The results counter what had been a predominant scientific view that the iconic creatures of the West Coast were so bountiful that they were overgrazing their traditional feeding grounds.

Instead, the findings provide further evidence that this year's abnormally high number of skinny whales is a sign of deterioration of the vast ocean ecosystem that stretches from Baja California to the Bering Sea.

"If the oceans a few hundred years ago could support 100,000 gray whales, why can't the oceans sustain 20,000 whales today?" said Stephen Palumbi, a Stanford University marine sciences professor and senior author of the study.

Palumbi caused a scientific commotion four years ago when he and a Harvard University colleague estimated that humpback, fin and minke whales in the North Atlantic were once two to 10 times more abundant than their current population levels.

Besides challenging conventional estimates, their study presented a political problem for the International Whaling Commission, which oversees a global ban on commercial hunting.

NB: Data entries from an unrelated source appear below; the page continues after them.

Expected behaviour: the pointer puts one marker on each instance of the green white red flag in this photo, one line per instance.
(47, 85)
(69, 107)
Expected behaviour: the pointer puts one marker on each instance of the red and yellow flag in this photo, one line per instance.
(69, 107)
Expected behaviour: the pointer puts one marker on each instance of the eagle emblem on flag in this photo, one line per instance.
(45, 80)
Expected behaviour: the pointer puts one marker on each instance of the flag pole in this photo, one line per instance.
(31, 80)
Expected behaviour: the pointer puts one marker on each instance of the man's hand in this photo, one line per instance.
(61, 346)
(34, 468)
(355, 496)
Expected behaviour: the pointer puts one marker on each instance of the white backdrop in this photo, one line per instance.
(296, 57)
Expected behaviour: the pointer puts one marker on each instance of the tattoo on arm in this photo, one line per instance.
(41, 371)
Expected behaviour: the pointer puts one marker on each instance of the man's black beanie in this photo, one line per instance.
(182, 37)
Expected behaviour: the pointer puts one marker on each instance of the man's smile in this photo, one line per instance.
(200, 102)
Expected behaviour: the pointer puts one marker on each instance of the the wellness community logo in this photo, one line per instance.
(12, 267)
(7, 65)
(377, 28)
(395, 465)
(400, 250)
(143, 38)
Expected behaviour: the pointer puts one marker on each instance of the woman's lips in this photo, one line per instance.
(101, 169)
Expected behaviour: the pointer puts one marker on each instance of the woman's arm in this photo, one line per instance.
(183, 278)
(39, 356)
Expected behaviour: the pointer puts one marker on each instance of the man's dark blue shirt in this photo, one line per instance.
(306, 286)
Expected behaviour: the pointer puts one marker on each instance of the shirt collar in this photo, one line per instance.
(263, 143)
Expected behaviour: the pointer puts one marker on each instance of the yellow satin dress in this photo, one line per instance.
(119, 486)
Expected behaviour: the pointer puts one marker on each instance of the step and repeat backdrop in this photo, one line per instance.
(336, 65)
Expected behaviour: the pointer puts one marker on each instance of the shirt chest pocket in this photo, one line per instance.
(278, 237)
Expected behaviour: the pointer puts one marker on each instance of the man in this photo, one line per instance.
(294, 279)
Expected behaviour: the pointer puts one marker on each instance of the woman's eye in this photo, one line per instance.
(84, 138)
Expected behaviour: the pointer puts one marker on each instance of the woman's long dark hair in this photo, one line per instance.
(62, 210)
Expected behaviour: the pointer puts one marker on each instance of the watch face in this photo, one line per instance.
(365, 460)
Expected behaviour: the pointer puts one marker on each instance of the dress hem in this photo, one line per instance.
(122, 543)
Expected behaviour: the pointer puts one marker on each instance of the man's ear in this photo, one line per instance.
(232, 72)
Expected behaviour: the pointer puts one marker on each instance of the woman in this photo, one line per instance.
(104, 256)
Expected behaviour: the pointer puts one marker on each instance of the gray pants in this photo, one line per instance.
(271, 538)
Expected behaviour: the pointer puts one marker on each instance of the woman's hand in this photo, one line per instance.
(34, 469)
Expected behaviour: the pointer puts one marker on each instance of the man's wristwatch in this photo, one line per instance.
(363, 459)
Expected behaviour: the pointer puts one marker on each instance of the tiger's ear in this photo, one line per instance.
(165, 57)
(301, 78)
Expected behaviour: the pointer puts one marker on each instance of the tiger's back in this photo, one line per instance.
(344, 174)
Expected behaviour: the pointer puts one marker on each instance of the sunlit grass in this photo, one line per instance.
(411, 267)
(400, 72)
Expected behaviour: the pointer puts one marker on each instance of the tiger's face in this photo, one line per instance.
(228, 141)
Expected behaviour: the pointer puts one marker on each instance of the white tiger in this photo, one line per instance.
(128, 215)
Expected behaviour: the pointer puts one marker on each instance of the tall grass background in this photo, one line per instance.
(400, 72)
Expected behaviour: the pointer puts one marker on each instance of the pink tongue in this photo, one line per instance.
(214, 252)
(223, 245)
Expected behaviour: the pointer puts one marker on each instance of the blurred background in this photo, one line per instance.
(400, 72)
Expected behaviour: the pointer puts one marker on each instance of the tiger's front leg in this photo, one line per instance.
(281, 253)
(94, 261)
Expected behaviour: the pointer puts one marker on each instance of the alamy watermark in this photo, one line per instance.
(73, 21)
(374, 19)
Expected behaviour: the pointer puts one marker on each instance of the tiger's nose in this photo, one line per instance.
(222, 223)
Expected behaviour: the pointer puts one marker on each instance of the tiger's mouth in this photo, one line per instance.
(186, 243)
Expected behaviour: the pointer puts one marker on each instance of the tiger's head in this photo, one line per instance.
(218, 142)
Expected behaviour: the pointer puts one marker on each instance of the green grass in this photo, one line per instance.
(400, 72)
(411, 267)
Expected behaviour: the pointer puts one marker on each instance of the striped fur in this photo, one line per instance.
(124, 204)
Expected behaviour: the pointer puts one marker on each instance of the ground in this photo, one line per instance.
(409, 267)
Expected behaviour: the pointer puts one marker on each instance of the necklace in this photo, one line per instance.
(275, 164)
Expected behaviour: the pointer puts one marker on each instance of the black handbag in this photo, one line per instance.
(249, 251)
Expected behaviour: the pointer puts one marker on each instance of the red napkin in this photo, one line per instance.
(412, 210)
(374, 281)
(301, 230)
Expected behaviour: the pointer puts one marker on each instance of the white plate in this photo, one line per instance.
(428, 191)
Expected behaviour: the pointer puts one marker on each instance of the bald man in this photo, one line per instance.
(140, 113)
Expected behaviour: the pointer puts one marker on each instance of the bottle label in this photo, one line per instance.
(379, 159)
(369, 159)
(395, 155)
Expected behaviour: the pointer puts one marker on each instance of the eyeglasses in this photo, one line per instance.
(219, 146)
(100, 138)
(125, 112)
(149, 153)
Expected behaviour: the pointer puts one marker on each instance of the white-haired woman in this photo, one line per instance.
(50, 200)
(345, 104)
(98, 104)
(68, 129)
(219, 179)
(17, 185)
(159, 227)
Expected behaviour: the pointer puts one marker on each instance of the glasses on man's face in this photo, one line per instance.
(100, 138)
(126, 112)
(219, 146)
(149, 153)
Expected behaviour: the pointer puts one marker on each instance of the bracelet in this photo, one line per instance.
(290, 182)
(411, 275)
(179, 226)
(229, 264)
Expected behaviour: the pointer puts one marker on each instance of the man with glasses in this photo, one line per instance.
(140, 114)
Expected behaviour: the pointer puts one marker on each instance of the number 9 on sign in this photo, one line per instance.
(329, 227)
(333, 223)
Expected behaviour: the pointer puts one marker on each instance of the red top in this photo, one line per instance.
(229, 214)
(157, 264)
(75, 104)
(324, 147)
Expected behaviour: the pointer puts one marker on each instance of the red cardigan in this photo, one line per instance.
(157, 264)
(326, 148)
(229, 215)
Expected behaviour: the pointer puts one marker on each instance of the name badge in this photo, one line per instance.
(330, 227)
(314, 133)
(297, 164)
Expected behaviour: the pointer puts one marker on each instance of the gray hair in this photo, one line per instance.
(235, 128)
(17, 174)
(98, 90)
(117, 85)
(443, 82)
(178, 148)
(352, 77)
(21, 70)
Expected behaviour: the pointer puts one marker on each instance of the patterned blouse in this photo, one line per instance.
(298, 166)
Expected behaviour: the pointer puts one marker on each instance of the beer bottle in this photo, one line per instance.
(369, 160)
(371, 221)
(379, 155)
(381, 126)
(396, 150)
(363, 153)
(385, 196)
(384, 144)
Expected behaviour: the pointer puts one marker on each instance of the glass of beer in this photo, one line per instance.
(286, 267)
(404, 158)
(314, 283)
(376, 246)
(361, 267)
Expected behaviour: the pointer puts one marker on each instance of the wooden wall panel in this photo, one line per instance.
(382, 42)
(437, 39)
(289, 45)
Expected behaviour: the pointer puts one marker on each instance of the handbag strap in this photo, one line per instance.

The commission has long promised to allow whaling nations such as Japan and Norway to resume operations once certain species have recovered to 54% of historic levels.

In the case of humpback whales, Palumbi estimated that it would take 70 to 100 years before the population reached such a threshold.

Gray whales are now hunted by native peoples, who are allowed to kill up to 140 animals each year. Nearly all are harpooned by traditional Russian hunters off the coast of Siberia, although Washington state's Makah tribe has been trying to reassert its right to hunt gray whales.